November Stock Market / Investing Highlights:
– Bond Yields Support Fed Moving to Sidelines
– Global Economy Seeing Green Shoots
– Valuations Elevated but Improving
– Pockets of Skepticism Amid Increased Investor Optimism
– Seasonals Argue for Small-Cap Strength
– Breadth Bullish Despite Blemishes
Since our last Investment Strategy Outlook was published (September 26), the Weight of the Evidence has been upgraded from neutral to bullish on the back of an improved breadth backdrop. This suggests there is a path for stocks to work higher into year-end, capping what has been a year of remarkable strength across almost all asset classes. While considering the current evidence, we also want to begin to look forward to next year and the beginning of a new decade.
Large-cap US stocks have enjoyed a decade of remarkable success versus small-cap stocks and indeed the rest of the world. They are likely to struggle to match those absolute or relative gains over the coming decade. Broadly distributed strength in 2019 seems to be the initial evidence of shifting leadership trends. Investors will need to adapt to this emerging reality.
The path toward success may include a renewed focus on portfolio diversification and a willingness to tactically adjust exposure as risks and opportunities emerge. A well-constructed financial plan will help prepare for such environment, as will setting aside emotional decision-making and continuing instead to lean on the weight of the evidence.
Federal Reserve Policy is bullish. The Fed cut rates three times in the second half of 2019 but now appears poised to move to the sidelines as the effects of this mid-cycle adjustment are absorbed by the financial markets and the economy.
Around the world, more than 85% of central banks are in easing mode (all of the net gains in the all-country world stock index over the past 30+ years have come when more than 50% of central banks were easing). The direction of bond yields could help guide Fed moves going forward. With yields in both the US and Germany moving higher since their late-summer lows, the bond market is supporting a continued wait-and-see stance from the Fed.
Whether the discussion moves from waiting-and-seeing about further rate cuts to waiting-and-seeing about the path toward tightening may continue to rest with inflation trends. The Cleveland Federal Reserve Bank calculates a median CPI measure to identify the trend in inflation (rather than arbitrarily removing food and energy prices from the calculation, which is the core CPI approach). The median CPI has shown more inflation in recent years than has the core CPI.

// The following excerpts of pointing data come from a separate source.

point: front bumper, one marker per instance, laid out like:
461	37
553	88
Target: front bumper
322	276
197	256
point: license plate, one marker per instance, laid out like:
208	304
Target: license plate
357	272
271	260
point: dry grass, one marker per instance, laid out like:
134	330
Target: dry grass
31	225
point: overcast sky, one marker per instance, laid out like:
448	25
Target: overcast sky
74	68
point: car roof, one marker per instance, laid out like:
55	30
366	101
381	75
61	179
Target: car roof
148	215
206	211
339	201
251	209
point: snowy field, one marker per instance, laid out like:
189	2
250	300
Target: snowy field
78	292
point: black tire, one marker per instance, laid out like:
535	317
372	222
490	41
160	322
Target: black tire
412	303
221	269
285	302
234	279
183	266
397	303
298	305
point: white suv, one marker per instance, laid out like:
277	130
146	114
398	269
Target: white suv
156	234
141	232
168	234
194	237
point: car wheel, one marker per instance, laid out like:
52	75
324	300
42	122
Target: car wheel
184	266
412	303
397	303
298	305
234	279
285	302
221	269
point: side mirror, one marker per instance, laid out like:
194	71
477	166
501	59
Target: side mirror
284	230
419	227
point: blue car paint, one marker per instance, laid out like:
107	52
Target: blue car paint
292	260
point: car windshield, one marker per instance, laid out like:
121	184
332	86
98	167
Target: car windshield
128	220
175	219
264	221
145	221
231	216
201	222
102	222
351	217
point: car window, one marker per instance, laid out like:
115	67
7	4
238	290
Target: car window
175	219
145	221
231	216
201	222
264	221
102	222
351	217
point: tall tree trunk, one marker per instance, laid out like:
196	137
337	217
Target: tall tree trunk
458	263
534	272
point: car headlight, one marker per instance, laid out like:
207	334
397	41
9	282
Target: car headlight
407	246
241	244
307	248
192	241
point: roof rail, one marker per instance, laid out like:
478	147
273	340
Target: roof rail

While it may limit the Fed’s flexibility, an uptick in inflation would suggest a healthy and organic strength in the economy and the emergence from a decade of economic stagnation.
Economic Fundamentals are neutral. The US economy has been resilient in the face of policy uncertainty, but from our perspective it is not out of the woods with respect to a growth scare. Leading economic indicators are deteriorating at a time when concerns about recession (as measured by internet searches of the subject) are plummeting.
While the US may be vulnerable to some disappointment, there is encouraging economic evidence from abroad. The global manufacturing PMI is hinting at the emergence of global green shoots. October had the most countries (54%) reporting an uptick in their PMI’s since the global slowdown began.
While expressed concern about recession in the US appears to be ebbing, confidence measures remain under pressure. Consumer confidence (as measured by the Conference Board) is still at a high level from an absolute perspective, but as the chart to the left shows, it is falling at its fastest pace in a decade.
Further deterioration (fueled by unconsummated trade deals, political developments or something else) would suggest downside risks in the economy are expanding.